江川ダム&寺内ダム
1.江川ダム&寺内ダム
九州の大河筑後川に合流する小石原川と佐田川は、北の古処馬見山系を源として甘木市の広大な台地を潤し、豊かな扇状地を形成しています。小石原川上流にはオロノコ(よしのぼり)やアカギュウギュウ(あかざ)(九州のアカザは希少種でレットデータブックは「地域固体群」に指定)が生息しており、水質の良さを証明しています。また、中流の甘木橋のたもとの河川敷では、毎年夏には恒例の流灌頂花火大会が開催され、多くの納涼客でにぎわいます。

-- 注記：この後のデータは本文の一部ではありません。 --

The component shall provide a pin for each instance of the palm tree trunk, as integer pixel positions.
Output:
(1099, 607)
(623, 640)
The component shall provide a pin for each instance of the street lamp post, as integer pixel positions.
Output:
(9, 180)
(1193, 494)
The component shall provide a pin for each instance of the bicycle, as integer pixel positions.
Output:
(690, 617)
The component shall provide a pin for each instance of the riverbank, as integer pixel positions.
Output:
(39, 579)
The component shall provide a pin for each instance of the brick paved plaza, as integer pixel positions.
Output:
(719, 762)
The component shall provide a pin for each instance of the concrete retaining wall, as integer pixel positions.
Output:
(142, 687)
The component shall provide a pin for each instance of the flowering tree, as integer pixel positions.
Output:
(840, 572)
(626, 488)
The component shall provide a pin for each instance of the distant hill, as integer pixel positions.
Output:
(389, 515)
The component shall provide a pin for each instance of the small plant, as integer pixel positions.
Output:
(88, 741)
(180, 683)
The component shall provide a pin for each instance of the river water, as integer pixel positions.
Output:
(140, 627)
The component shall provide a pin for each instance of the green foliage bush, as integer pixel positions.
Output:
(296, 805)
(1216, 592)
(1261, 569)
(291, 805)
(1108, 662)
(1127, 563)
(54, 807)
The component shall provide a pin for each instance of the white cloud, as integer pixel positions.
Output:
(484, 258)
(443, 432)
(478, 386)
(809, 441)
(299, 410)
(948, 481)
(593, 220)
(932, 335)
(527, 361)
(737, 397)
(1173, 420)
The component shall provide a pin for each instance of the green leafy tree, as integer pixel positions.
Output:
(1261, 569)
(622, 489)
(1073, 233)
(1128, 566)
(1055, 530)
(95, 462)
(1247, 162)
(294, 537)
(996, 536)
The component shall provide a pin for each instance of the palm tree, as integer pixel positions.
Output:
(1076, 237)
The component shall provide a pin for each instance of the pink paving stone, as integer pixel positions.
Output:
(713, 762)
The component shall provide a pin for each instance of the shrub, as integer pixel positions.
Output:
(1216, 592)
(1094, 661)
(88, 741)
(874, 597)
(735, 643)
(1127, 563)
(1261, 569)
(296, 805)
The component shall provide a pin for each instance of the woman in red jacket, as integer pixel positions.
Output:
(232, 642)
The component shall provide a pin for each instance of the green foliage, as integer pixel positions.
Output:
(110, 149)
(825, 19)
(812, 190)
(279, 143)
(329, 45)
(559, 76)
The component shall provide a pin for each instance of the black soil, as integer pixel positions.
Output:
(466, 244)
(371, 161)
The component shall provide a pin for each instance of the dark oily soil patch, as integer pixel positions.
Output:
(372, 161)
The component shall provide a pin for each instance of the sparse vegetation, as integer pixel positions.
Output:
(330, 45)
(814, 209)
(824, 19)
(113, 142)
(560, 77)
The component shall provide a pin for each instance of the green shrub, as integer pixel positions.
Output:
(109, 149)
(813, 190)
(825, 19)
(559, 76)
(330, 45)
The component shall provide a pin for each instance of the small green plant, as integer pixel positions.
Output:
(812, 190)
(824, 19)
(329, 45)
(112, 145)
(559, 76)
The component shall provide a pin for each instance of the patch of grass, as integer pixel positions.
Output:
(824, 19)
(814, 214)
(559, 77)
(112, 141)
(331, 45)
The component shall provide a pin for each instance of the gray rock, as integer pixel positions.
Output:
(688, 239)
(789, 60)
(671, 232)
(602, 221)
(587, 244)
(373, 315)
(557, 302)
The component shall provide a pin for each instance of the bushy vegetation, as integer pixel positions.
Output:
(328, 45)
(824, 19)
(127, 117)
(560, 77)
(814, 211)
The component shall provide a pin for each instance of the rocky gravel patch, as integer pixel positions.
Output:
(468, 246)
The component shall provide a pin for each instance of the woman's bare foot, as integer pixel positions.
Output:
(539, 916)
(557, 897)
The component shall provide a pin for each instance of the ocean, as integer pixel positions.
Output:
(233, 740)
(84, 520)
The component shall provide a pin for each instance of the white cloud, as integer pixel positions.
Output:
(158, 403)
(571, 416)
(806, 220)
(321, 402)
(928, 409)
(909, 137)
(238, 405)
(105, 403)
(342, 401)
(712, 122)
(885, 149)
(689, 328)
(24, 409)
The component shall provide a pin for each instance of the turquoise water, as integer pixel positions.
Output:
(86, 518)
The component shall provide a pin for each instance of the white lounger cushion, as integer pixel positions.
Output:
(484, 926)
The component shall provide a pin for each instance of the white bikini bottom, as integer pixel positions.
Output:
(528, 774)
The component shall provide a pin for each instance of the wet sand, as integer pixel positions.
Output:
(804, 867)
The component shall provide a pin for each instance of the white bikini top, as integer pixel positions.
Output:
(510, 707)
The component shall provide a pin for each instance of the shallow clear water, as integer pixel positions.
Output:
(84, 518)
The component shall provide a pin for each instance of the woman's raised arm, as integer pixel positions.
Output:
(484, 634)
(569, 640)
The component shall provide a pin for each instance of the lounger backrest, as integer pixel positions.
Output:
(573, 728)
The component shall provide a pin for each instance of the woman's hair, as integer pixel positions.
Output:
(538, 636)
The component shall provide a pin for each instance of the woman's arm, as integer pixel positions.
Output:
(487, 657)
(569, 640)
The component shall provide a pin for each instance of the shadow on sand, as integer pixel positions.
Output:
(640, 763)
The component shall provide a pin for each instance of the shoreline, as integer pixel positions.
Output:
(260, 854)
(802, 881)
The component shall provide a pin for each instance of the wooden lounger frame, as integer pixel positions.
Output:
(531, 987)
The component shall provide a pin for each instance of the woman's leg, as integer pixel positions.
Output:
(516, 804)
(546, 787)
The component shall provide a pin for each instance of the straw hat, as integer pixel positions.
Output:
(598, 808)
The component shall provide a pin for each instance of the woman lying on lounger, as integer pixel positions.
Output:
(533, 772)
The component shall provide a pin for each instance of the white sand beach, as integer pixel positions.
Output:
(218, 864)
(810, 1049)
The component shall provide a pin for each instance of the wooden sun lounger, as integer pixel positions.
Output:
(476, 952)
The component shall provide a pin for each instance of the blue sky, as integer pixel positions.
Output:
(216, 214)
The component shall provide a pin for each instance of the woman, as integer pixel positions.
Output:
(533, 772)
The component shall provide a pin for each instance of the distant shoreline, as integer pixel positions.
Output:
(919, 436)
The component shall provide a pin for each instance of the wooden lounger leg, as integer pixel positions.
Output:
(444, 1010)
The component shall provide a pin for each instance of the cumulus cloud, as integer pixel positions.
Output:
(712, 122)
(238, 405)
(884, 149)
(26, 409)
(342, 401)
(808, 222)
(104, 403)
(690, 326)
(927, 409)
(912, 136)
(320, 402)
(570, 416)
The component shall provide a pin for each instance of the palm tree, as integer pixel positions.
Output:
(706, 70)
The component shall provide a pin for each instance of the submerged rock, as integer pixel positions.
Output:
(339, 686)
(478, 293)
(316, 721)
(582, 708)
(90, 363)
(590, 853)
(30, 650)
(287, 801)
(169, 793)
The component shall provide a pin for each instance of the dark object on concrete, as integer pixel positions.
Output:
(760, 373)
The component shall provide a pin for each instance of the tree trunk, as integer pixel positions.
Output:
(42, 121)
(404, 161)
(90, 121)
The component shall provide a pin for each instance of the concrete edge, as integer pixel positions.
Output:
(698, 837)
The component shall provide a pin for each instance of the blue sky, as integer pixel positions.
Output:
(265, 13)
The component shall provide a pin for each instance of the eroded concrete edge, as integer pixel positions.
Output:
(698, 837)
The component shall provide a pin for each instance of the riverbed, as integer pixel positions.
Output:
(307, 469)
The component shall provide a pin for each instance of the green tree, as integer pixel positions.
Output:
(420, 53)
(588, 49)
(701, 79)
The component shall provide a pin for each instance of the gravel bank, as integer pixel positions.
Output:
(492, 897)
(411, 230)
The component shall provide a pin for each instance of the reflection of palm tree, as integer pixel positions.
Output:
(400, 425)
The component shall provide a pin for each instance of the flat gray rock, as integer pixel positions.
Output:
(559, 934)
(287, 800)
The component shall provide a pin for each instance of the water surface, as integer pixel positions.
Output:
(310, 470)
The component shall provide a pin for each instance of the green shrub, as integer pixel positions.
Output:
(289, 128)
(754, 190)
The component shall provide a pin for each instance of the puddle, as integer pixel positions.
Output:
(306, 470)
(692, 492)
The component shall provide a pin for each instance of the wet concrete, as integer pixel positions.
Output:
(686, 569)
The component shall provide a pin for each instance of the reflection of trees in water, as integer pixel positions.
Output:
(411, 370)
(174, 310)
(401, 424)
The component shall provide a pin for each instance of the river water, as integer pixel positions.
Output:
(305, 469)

もう1つの佐田川は、昔から大根川とも呼ばれ、弘法大師にまつわる伝説の川であり、流域の2つの「美奈宜神社」では古くからおくんち行事が伝承されています。この2本の河川の支流は、ホタル・カジカ蛙・沢ガニの生息する清流が多数ありますが、それぞれに特徴あるダム「江川ダム」と「寺内ダム」をかかえています。
江川ダム
小石原川の上流上秋月江川に昭和47年に完成(管理事業昭和50年4月開始)。重量式コンクリートダムで貯水量2400万トン。両筑平野5900ヘクタールを潤す農業用水のほか、工業用水や都市用水としての役割を果たしています。福岡都市圏の水瓶でもあるダムの水は、キリンビール福岡工場でビールに変身し、甘木のビール「NO.61」が全国の愛好家ののどを潤します。
寺内ダム
佐田川の上流寺内に昭和53年に完成。ロックフィルムダムで貯水量1600万トン。農業用水や洪水調節のほか、都市用水の補給的な機能もあり、江川ダム下流と導水管でつながっています。周辺には「あまぎ水の文化村」や「美奈宜の杜」があり、ダム湖は、冬、カモの飛来、晩秋から初春にかけては、ワカサギ釣りでにぎわいます。